# mollies



## tuX (Feb 17, 2005)

One of my fish just had babies about 2 weeks ago, i'm pretty sure it was one of the Molly's after reading how frisky they are, lol.. anyway, i just had a couple of questions:

I didnt actually see the birth so, how do I tell the difference between males and females so that next time i can save more babies?

and I read something about adding salt to the Molly's tank, now i've seperated the babies and from the fish and I want to know if I should add salt to thier little tank.
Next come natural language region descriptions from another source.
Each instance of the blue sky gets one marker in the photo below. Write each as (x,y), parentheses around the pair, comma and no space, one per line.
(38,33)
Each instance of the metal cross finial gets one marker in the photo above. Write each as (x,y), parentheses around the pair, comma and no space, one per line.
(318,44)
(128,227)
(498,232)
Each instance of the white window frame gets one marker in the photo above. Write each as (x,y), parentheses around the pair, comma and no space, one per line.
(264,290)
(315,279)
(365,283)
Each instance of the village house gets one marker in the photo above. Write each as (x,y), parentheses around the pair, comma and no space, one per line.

alright, well thanks a bunch.


----------



## tikotaz (Nov 20, 2007)

*Your mollies*

When you notice that your molly is pregnant there is a 2 way hatchery that you can get at any pet store, the mother would be on top. This way the babies go down below, it will help you save more of your fry that way. It's just a helpful suggestion, as currently I have a creamsicle molly that is due any day now. I went out and got that, will be putting her into that. Male mollies have bigger fin at the top of head I believe, where the female has a smaller one.


----------



## cocomania (Nov 16, 2007)

Ive always heard that if you look from the top the females are more wider than the males.As for adding salt i would add it since not only are they part brakish it also helps prevent diasease and get healthy fry so yes i would reccomend it.

P.S good luck with the fry.:fun:


----------



## Ice Prince (Jun 15, 2007)

males have a modified anal fin called a gonopodium (i believe thats how you spell it). females anal fin looks like a fan the males dont.


----------



## flamingo (Nov 5, 2005)

tuX said:


> and I read something about adding salt to the Molly's tank, now i've seperated the babies and from the fish and I want to know if I should add salt to thier little tank.


Just leave them be. "Most" mollies will live in freshwater to saltwater, but they do just about the same in each condition. Saltwater tends to slow down their birthing rate, but increases the amount of fry each time.


----------



## Ice Prince (Jun 15, 2007)

really? i've never heard that before flamingo. hmm...im going to check into that some more.


----------